Targeting the ‘un-targetable’

Triple negative breast cancers (TNBC) are so named because they lack common genetic target mutations that can be easily treated with specific cancer drugs. However, in a study published Aug. 15, 2016, in Molecular Cancer Therapeutics, Deborah Lannigan, Ph.D., and colleagues investigated a new target involved in TNBC called RSK. They demonstrated that RSK can help cancers metastasize more quickly. By blocking the RSK protein with a novel drug, the researchers were able to prevent cancers from metastasizing. Current treatments to prevent metastasis, known as MEK inhibitors, activate the protein AKT, which can limit their effects. This new drug does not activate AKT, making it a potential new tool against metastatic breast cancer.

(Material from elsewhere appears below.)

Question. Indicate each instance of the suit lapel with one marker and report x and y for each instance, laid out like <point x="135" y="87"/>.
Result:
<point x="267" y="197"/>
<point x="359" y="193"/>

Nanobeam lights up colon tumors

The advent of colorectal cancer (CRC) screening, notably colonoscopy, has reduced deaths from this malignancy by 30 percent. Unfortunately, colonoscopy misses about 24 percent of small and flat polyps, which often develop into aggressive forms of CRC. Wellington Pham, Ph.D., and colleagues reported March 2 in International Journal of Nonmedicine that a novel fluorescent nanobeam can discern normal from pathological tissues in freshly biopsied human colonic specimens.